When using VOICEPEAK

If you use VOICEPEAK, first check the narrator names.

# Macの場合
/Applications/voicepeak.app/Contents/MacOS/voicepeak --list-narrator

Core code: Call VOICEPEAK from Node.js

The template is designed for VOICEVOX’s HTTP API, but you can modify it to call VOICEPEAK’s CLI instead.

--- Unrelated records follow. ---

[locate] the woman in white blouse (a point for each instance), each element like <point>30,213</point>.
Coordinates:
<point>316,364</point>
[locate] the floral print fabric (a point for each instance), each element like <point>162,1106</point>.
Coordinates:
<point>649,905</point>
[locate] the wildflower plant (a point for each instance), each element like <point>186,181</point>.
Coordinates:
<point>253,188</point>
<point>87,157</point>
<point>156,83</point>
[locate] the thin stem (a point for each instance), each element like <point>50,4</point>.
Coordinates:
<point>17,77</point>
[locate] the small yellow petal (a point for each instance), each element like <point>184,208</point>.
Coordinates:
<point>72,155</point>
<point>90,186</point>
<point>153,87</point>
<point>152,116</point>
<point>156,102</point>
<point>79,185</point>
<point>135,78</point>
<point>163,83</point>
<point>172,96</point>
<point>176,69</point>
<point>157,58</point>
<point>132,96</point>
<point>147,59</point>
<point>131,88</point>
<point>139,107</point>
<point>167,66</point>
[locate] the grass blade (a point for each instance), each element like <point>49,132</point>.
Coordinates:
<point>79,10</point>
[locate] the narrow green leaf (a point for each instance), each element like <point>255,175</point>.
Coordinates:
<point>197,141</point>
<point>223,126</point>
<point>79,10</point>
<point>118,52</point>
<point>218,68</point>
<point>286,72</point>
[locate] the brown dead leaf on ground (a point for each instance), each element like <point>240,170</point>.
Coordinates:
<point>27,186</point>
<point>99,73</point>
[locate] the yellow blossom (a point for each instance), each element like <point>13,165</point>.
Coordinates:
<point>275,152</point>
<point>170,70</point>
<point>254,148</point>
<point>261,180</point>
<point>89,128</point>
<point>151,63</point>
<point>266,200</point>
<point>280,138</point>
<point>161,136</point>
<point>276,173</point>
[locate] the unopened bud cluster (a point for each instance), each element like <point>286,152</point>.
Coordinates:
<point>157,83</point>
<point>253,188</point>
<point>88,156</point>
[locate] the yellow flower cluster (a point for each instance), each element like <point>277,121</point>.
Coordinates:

Example when calling from Node.js.

const { execSync } = require('child_process');

const VP_PATH = '/Applications/voicepeak.app/Contents/MacOS/voicepeak';

function generateVoice(text, outputPath, narrator, emotion = 'happy=50') {
  const cmd = `"${VP_PATH}" --say "${text}" --narrator "${narrator}" --emotion ${emotion} --out "${outputPath}"`;
  execSync(cmd);
}

// 使用例（ナレーター名は --list-narrator で確認）
generateVoice('Remotionを使えば動画をコードで作れます', './voices/001.wav', 'Japanese Female 1', 'happy=100');

Pre-generate the audio files and have Remotion simply load them; this tends to be more stable.

Integration with Remotion

On the Remotion side, get the length of the generated audio and place it on the timeline.

import { Audio, Sequence, staticFile } from 'remotion';

export const MyVideo = () => {
  return (
    <Sequence from={0} durationInFrames={90}>
      <Audio src={staticFile('voices/001.wav')} />
      {/* キャラクター画像や字幕 */}
    </Sequence>
  );
};

You can obtain the audio duration with libraries like music-metadata. Combine that with your script data (JSON) and generate a Sequence per line; the video then assembles itself automatically.

I haven’t fully tried this yet, but moving from “clicking around in an editor” to “writing code and building” is appealing. I think it will be useful when turning technical articles into videos.

I already own VOICEPEAK, so the next step is to set up Remotion and give it a try.